Imagine this: You’re at home, recovering after surgery. One day you don’t feel as well and notice you’re running a slight fever. As soon as you realize this so does your healthcare team, and they are ready with the care you need to keep your recovery going smoothly.
Every surgery has its risks, and Dr. Connolly is always looking for ways to minimize those risks and help patients recover from surgery more easily.
One possible risk after neurosurgery is infection. Because of this, patients are closely monitored for fever while recovering in the hospital. Occasionally an infection doesn’t start until after a patient goes home, where there is no 24-hour nursing staff to watch for symptoms. Infections that start at home are harder to catch in the early stages, before they become severe.
This is where Dr. Connolly thinks smartphone technology may help.
These days we use our phones for everything, from scheduling to entertainment to keeping track of how many steps we’ve taken each day. There seems to be no limit to what can be done with smartphone applications (apps).
One of the many things smartphones can do is pick up information from wireless sensors. Dr.

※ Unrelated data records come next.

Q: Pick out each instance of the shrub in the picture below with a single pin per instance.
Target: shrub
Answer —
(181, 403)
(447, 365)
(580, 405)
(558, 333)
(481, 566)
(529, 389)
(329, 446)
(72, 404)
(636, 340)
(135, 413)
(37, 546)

Connolly’s team did a study in which they taped small, wireless thermometer sensors under the arms of patients. These sensors were synced to smartphones through Bluetooth technology.
The team was able to see the patients’ temperature data on an app on the smartphones, and see that the app readings matched traditional thermometer readings. Matching the app data to traditional thermometer readings is important because this proves the app temperature readings are accurate and can be trusted by doctors.
Though still in the early stages of research, this inexpensive sensor and smartphone technology could mean that one day all neurosurgery patients will be sent home with an app to measure their temperatures after surgery. Their healthcare team could monitor temperature from the hospital while they rest at home, knowing that if they develop a fever that could mean an infection is starting, it can be caught and treated quickly.